Mapping

Overview of mapping in Data Hub.

About Model-to-Model Mapping

A data model defines how data is structured. Each field in a dataset corresponds to a property in the data model, even if the data model is not explicitly defined.

Your source datasets might have data models that are different from each other. For example, one dataset might have a field called family-name and another might call the same field surname.

Model-to-model mapping is the process of associating the fields (properties) in your source dataset (data model) with properties in a standardized data model to make it easier to access the data regardless of its source.

For example, you can create the property lastname in your standardized data model. Any request for the value of lastname would return the correct value whether the source field is called family-name or surname.

Mapping in MarkLogic Data Hub

In Data Hub, the standardized model is an entity model, which is a canonical representation of your entity or business object.

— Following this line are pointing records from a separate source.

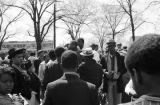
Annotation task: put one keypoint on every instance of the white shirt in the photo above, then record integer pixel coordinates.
(96, 56)
(42, 68)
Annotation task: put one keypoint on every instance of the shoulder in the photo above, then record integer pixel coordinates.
(82, 64)
(126, 103)
(90, 85)
(55, 83)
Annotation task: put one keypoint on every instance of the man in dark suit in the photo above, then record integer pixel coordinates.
(38, 61)
(113, 63)
(69, 89)
(90, 70)
(53, 70)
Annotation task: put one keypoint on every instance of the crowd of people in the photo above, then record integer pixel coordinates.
(73, 75)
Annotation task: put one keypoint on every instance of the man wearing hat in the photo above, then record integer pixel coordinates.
(89, 69)
(70, 89)
(24, 83)
(113, 65)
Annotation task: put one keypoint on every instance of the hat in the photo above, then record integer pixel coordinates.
(87, 52)
(119, 43)
(111, 41)
(15, 52)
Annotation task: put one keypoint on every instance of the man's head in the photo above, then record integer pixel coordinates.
(69, 61)
(93, 46)
(52, 55)
(17, 56)
(73, 45)
(80, 42)
(87, 53)
(143, 62)
(111, 45)
(59, 51)
(119, 45)
(40, 54)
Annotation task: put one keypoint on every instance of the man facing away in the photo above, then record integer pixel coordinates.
(69, 89)
(142, 62)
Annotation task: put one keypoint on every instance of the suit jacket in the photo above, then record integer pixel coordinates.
(70, 90)
(36, 65)
(121, 69)
(91, 71)
(24, 83)
(21, 84)
(53, 72)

To define a mapping, you need:

  • An entity model which you create.
  • One or more source datasets. If you create your mapping in QuickStart, you must also ingest at least one record from your source dataset.
Note: If you have multiple source datasets with different data models, you must create one mapping for each source data model against the same entity model.

You can define a mapping in two ways:

  • The easiest way to define a mapping is through QuickStart when creating and configuring a mapping step. QuickStart chooses an arbitrary ingested record from the STAGING database to determine the source fields that can be mapped against the entity model properties. You can select another ingested record to use to generate the list of source fields you can choose from.
  • You can also define a mapping manually by creating a mapping definition file for each source dataset.

Mapping Functions

A basic mapping simply associates one entity property with one field in the source record. However, you can also calculate values to assign to the entity property by specifying a mapping expression.

A mapping expression is a valid XPath expression that can include functions and can use values from one or more source fields. For example, you can add the values of two source fields and save the sum in a single entity property.

You can also create your own custom functions.

Note: An entity model can have nested properties.
Tip: You can use $URI in your mapping expression to refer to the URI of the document being processed.

Validation of Mapped Entity Instance

To specify whether to validate the mapped entity instance against the schema document based on the entity model and how to handle the discrepancy, you can set the validateEntity option in the mapping step.

   "2" : {
    "name" : "MyMappingStep",
    ...,
    "options" : {
      ...,
      "validateEntity" : "false",
      ...
    }
  },
Field Description
"validateEntity" : "false" The data types are not compared.
"validateEntity" : "accept" Compares the data types. If the comparison fails, the resulting mapped record is created anyway.

If the comparison fails, validation errors are logged in the header section of the envelope (envelope.headers.datahub.validationErrors) of the new mapped record. Where the mapping step failed is also logged.

"validateEntity" : "reject" Compares the data types. If the comparison fails, the resulting mapped record is not created.

If the comparison fails, validation errors are logged in the batch document in the JOBS database.

This setting is included in a mapping step generated by the Gradle tasks hubCreateFlow and hubCreateStepDefinition. If your mapping step was created in QuickStart, you can manually add the option in the flow configuration file.